The solution is efficient because it avoids recomputing monthly statistics repeatedly. All heavy operations are grouped aggregations over the original tables, and the intermediate results contain at most 12 rows.

Test Cases

# These are conceptual validation cases for the SQL logic.

# Case 1: Example from problem statement
# Validates normal cumulative counting and monthly distinct drivers.

# Case 2: No drivers at all
# Expected: every month has 0.00 percentage.

# Case 3: Drivers exist but no accepted rides
# Expected: every month has 0.00 percentage.

# Case 4: One driver completes multiple rides in same month
# Must count driver only once.

# Case 5: Drivers join after 2020
# They should not affect 2020 calculations.

# Case 6: Driver joined before 2020
# Must be counted active starting January.

# Case 7: Accepted rides exist in 2021
# They must not affect 2020 output.

# Case 8: Sparse months
# Months without rides must still appear.

# Case 9: All rides concentrated in one month
# Distinct driver counting must still work correctly.

# Case 10: Division by zero
# If no active drivers exist during a month, percentage must be 0.

Test Summary

Test Why
Example input Validates standard behavior
No drivers Ensures division-by-zero handling
No accepted rides Ensures working count defaults to 0
Multiple rides same driver Validates DISTINCT counting
Drivers joining after 2020 Ensures future joins ignored
Driver joined before 2020 Validates cumulative availability
2021 rides Ensures year filtering correctness
Sparse months Ensures all 12 months appear
Single busy month Validates monthly grouping
Zero active drivers Prevents invalid percentage calculation

Edge Cases

Months With No Active Drivers

A particularly important edge case occurs when no drivers have joined yet. In this situation, the denominator becomes zero. A naive implementation may produce a division-by-zero error or return NULL.

This solution handles the case explicitly by using conditional division logic. If the active driver count is zero, the percentage evaluates safely to 0.

Multiple Accepted Rides By the Same Driver

Another common source of bugs is counting rides instead of drivers.

Suppose a single driver completes five rides during a month. The problem asks for the percentage of working drivers, not the number of rides completed. Therefore, that driver must contribute only one count.

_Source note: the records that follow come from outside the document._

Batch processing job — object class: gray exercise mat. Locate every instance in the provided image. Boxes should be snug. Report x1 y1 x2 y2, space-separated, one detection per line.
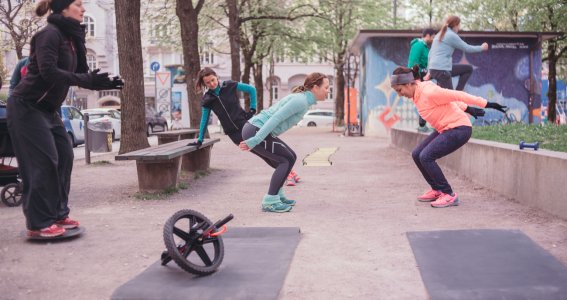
407 229 567 300
112 226 300 300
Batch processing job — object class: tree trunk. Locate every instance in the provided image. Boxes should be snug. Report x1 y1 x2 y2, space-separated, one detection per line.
176 0 204 128
253 61 264 112
226 0 240 81
114 0 150 153
547 41 557 123
335 63 345 126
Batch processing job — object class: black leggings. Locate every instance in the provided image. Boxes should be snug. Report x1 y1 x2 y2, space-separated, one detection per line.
429 64 473 91
242 123 297 195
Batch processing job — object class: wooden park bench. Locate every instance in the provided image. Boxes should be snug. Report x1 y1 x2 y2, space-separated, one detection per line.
114 139 220 192
154 128 199 145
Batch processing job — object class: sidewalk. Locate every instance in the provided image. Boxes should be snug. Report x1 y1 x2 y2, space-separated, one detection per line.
0 128 567 299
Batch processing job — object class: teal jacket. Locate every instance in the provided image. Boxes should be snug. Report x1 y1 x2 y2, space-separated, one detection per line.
244 91 317 149
428 28 482 71
408 39 429 71
197 82 256 142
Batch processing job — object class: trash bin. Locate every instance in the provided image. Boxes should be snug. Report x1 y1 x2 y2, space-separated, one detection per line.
87 122 112 152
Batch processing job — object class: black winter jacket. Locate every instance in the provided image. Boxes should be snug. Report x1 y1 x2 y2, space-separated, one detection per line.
12 23 92 111
201 80 248 134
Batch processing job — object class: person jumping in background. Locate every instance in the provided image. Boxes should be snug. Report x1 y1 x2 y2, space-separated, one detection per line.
189 68 302 183
408 28 436 76
7 0 124 238
408 28 437 127
240 73 329 213
424 16 488 91
390 66 506 207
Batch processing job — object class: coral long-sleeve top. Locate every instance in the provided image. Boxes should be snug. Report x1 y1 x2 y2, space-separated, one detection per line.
413 81 487 132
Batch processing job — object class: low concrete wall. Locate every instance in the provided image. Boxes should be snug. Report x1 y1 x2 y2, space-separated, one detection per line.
390 129 567 219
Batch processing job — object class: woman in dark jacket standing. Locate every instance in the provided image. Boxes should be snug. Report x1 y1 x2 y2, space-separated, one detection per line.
7 0 123 237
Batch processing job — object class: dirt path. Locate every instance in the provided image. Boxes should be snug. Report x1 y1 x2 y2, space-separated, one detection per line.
0 128 567 299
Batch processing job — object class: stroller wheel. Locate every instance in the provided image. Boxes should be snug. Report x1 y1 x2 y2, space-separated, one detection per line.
0 183 22 207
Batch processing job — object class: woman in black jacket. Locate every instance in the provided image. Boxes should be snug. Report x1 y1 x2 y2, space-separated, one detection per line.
7 0 123 237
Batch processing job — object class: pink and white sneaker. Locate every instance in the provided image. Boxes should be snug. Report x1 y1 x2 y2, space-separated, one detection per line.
431 193 459 208
417 190 443 202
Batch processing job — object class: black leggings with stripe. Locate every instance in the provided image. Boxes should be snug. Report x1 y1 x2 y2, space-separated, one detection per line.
242 123 297 195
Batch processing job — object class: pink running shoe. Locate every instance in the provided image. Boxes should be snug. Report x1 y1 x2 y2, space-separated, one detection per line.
431 193 459 208
28 224 65 237
285 173 295 186
289 170 301 182
417 190 443 202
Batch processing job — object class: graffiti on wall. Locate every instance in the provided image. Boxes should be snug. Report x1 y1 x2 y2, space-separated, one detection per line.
360 37 541 135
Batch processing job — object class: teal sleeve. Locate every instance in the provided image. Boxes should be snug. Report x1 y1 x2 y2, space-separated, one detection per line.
236 82 256 110
198 106 211 142
245 100 305 149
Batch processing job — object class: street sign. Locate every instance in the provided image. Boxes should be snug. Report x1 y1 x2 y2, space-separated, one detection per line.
150 61 160 72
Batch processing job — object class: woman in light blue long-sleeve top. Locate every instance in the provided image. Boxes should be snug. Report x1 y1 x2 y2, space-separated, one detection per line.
425 16 488 91
240 73 329 213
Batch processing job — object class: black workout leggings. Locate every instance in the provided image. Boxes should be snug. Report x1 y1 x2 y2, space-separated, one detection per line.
429 64 473 91
242 123 297 195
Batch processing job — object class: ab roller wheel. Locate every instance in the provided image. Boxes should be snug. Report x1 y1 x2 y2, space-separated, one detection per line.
161 209 234 276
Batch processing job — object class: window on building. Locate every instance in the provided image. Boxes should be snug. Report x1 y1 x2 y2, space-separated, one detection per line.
83 16 95 37
327 83 335 100
98 90 120 98
87 53 97 70
272 84 279 100
201 50 215 65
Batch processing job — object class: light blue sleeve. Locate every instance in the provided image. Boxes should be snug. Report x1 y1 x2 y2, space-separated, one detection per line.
444 31 482 53
198 106 211 142
245 94 305 149
236 82 256 110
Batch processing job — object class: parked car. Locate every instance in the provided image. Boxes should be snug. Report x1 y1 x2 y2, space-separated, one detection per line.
59 105 85 147
297 109 335 127
81 107 122 141
146 106 167 136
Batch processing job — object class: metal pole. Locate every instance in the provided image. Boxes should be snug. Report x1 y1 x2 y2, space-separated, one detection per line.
346 52 350 136
83 113 91 165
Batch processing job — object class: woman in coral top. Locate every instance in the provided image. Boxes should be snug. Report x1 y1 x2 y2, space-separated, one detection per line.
390 67 506 207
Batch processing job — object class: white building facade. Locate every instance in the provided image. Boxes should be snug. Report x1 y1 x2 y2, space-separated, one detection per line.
3 0 335 122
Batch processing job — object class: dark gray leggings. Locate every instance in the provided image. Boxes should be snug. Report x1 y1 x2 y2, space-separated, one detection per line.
411 126 472 194
242 123 297 195
429 64 473 91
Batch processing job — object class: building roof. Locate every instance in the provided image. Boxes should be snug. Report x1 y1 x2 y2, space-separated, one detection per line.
349 29 563 55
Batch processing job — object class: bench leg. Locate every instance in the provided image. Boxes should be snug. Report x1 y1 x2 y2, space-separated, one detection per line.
181 145 213 172
136 157 181 192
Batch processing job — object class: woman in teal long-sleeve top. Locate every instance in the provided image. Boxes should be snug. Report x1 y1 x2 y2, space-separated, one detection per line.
240 73 329 213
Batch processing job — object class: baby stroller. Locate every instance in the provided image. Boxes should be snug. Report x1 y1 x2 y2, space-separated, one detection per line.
0 102 22 206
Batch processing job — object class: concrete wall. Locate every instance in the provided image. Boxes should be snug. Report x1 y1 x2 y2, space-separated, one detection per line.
391 129 567 219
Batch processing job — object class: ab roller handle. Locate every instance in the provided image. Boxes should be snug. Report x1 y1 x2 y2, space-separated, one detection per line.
520 141 539 151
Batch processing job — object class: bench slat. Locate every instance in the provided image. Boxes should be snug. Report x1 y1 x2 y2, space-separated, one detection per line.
114 139 220 160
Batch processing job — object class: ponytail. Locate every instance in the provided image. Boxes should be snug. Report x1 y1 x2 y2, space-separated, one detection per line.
439 16 461 42
35 0 51 17
291 72 327 93
291 85 307 93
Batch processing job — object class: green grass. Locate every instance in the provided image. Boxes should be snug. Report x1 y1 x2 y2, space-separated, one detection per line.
472 123 567 152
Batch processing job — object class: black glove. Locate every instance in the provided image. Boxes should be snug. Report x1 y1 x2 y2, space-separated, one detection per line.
89 69 112 91
465 106 484 119
486 102 508 113
246 108 256 120
110 76 124 90
187 140 203 149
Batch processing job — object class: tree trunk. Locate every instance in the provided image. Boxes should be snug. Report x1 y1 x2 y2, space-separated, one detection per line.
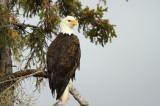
0 0 14 106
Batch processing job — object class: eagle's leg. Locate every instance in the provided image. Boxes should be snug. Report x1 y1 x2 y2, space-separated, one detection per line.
54 79 72 106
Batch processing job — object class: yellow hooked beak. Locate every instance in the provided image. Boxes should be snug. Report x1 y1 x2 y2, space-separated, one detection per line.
71 20 77 26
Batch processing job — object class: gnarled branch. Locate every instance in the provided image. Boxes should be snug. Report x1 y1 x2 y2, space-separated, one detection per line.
0 69 90 106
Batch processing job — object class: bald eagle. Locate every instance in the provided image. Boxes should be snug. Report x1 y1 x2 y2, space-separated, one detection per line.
47 16 81 103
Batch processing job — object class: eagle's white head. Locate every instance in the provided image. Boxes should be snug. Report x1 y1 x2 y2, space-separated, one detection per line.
60 16 77 35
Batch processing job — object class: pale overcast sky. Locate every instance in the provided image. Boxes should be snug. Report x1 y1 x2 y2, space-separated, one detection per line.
14 0 160 106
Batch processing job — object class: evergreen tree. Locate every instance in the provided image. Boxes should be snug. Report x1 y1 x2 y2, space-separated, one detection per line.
0 0 119 105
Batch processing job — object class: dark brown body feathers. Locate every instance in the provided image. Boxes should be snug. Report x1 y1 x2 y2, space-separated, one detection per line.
47 33 81 99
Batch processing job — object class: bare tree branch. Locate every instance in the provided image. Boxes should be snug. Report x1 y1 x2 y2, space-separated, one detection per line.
0 69 91 106
69 84 91 106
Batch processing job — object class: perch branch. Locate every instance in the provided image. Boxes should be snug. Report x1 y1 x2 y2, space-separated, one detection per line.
0 69 90 106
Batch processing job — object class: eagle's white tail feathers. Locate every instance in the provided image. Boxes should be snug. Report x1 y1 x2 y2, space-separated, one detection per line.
58 79 72 104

The implementation correctly uses:

COUNT(DISTINCT ar.driver_id)

which guarantees uniqueness.

Drivers Joining Before 2020

Drivers who joined before January 2020 are already active when the year begins. A flawed implementation might only count drivers whose join date occurs during 2020.

This solution instead compares join dates against the end of each month, ensuring that all previously joined drivers remain active throughout 2020.

Months Without Accepted Rides

Some months may contain no accepted rides at all. If inner joins are used incorrectly, these months could disappear from the result.

The dedicated months table guarantees that every month from 1 to 12 appears in the final output. Left joins then fill missing values with zeros.